Sus estocadas se volvieron urgentes, impulsadas por los temblores de ella. Él alcanzó su propio límite. Sintió el pulso de él dentro de ella. Él gruñó una última frase del libro sobre cómo ella se rompió primero y él la siguió. Arremetió una última vez, con fuerza, y se derramó dentro de ella con un gemido profundo y gutural.
Claire se quedó inmóvil, caliente, temblorosa. Él apoyó la frente en el hombro de ella, respirando con dificultad. Se quedaron así, todavía unidos, con los corazones acelerados en el silencio.
Rowan salió lentamente y la tomó en sus brazos. Le dio un suave beso en la cabeza y la llevó de vuelta hacia el escritorio. Ella lo miró, aturdida y desecha, y dejó que él la guiara.

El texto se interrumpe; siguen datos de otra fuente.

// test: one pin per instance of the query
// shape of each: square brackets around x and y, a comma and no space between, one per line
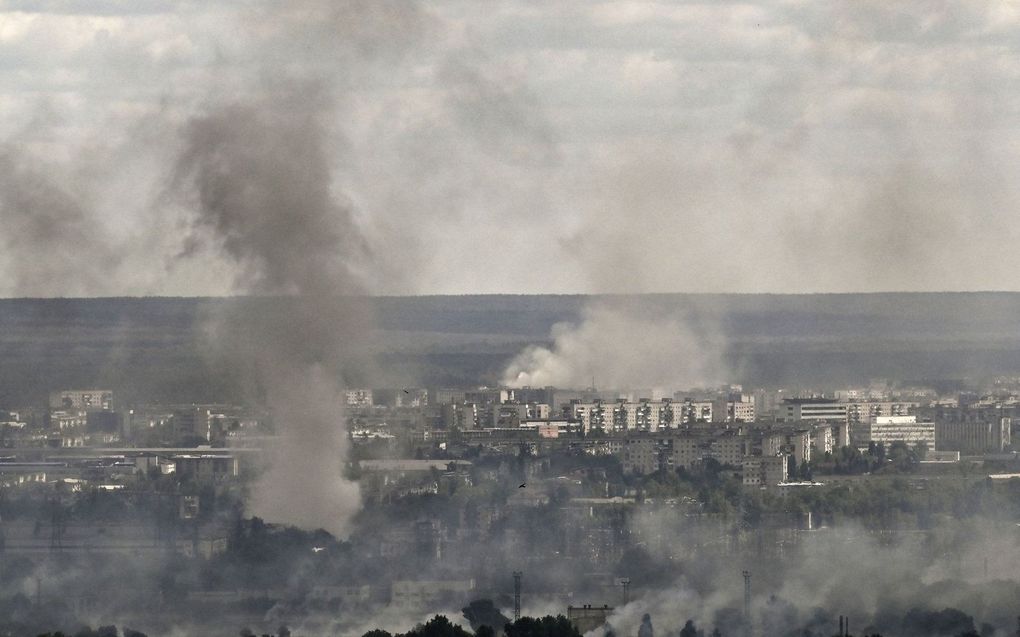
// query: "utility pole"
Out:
[516,594]
[748,632]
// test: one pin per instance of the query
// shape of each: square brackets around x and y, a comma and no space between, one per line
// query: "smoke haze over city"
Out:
[589,147]
[384,318]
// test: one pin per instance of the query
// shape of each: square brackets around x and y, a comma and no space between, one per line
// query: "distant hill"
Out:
[152,348]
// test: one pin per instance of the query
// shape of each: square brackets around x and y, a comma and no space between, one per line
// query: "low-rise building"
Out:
[974,437]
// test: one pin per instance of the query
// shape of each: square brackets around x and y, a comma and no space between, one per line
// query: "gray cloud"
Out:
[600,146]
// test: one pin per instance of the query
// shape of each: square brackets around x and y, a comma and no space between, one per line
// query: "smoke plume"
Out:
[621,347]
[261,181]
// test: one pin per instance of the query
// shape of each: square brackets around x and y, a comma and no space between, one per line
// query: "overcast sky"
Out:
[531,147]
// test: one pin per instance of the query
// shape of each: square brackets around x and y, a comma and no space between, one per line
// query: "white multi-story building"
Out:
[765,470]
[888,429]
[358,397]
[82,400]
[812,409]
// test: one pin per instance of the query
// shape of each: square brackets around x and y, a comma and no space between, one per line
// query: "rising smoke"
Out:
[259,173]
[621,346]
[261,182]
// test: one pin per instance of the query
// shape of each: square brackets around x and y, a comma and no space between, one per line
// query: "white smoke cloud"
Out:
[621,347]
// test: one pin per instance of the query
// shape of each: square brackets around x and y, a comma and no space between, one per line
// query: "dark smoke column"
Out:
[258,176]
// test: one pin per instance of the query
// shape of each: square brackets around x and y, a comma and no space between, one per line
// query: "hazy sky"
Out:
[530,147]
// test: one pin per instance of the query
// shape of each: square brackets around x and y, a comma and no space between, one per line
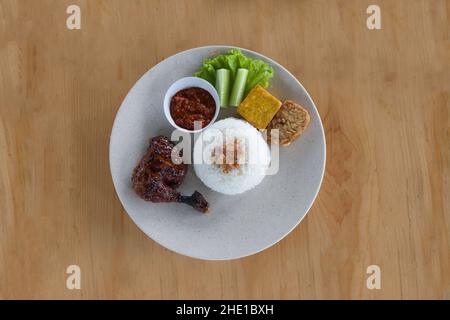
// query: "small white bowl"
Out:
[184,83]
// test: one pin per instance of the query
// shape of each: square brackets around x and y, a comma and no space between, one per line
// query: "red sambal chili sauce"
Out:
[190,105]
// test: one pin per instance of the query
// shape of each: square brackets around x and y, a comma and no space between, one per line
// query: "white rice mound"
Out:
[254,163]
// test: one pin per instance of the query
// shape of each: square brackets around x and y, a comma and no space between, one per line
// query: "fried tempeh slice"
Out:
[291,120]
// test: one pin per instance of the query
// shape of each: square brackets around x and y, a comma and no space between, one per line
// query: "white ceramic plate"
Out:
[236,226]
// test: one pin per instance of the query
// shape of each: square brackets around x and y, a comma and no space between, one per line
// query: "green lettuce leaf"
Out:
[259,72]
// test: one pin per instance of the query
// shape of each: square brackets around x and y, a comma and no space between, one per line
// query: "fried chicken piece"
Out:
[156,177]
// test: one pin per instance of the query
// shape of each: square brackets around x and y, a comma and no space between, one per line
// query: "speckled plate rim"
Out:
[219,48]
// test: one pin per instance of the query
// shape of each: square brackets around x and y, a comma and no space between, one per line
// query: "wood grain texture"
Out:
[383,96]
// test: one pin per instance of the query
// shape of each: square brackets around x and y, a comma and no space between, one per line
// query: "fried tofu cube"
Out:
[259,107]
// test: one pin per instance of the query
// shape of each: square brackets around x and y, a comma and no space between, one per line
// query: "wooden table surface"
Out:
[383,96]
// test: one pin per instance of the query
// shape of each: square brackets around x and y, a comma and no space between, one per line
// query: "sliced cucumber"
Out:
[237,93]
[223,85]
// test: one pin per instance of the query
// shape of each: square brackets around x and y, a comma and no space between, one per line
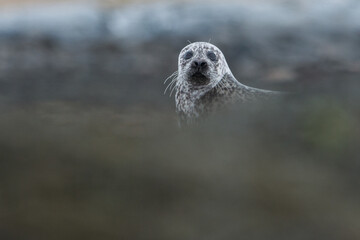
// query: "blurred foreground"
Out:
[90,148]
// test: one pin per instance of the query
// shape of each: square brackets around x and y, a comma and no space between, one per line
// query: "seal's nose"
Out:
[199,64]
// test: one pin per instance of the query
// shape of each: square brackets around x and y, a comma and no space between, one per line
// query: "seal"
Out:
[204,83]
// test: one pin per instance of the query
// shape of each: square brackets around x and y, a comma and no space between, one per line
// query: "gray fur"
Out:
[194,101]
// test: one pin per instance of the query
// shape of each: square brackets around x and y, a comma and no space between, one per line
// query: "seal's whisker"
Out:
[169,86]
[172,87]
[172,90]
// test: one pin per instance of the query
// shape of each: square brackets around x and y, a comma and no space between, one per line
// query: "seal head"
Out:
[201,64]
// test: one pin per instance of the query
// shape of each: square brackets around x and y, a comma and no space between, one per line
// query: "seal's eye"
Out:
[212,56]
[188,55]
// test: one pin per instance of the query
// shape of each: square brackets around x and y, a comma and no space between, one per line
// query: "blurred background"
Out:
[89,144]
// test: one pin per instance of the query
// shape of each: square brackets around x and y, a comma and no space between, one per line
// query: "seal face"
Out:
[204,82]
[200,64]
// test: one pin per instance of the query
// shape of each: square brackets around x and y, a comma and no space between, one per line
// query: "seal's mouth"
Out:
[198,79]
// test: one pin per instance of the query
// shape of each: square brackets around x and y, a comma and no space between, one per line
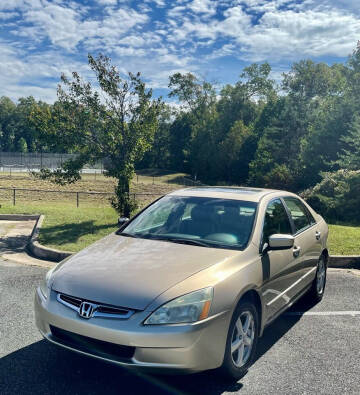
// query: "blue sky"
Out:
[214,39]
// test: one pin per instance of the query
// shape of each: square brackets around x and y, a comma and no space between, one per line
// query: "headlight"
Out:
[191,307]
[45,284]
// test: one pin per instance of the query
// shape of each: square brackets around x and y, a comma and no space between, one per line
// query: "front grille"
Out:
[69,299]
[99,310]
[92,346]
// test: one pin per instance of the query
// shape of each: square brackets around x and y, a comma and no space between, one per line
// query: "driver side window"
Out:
[276,220]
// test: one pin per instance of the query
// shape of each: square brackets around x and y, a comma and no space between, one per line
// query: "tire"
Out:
[237,363]
[317,289]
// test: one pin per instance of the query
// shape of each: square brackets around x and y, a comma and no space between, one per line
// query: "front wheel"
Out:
[318,286]
[241,341]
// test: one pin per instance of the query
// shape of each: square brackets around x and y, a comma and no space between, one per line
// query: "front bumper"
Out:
[182,347]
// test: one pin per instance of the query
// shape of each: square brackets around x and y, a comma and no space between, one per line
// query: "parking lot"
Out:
[308,350]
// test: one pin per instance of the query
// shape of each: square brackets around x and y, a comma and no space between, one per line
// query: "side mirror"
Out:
[281,242]
[122,221]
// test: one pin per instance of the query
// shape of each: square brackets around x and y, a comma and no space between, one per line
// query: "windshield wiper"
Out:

La sentó sobre el escritorio. Colocó las piernas de ella a ambos lados de él. Su falda era un desastre y su sostén estaba desabrochado. El libro yacía abierto bajo sus manos, arrugado y con las esquinas dobladas. Él lo miró y luego a ella.
Retiró el libro con una mano y sus dedos húmedos volvieron a buscarla entre sus muslos. —¿Una vez más? —preguntó con voz ronca.
Claire lo miró fijamente, con la voz ronca. —Sí —susurró finalmente—. Una vez más.
Él la besó, profundo y rudo. Cerró el libro con la otra mano; la portada chasqueó con autoridad. Ella lo cabalgó una vez más, con la piel resbaladiza y el cuerpo temblando, hasta que ambos llegaron al clímax y colapsaron, agotados, entre las páginas y la realidad.
Claire lo rodeó con sus brazos, con la cabeza apoyada en su pecho. Él apoyó la mejilla sobre la cabeza de ella y dijo suavemente: —Shh... estamos justo donde pertenecemos.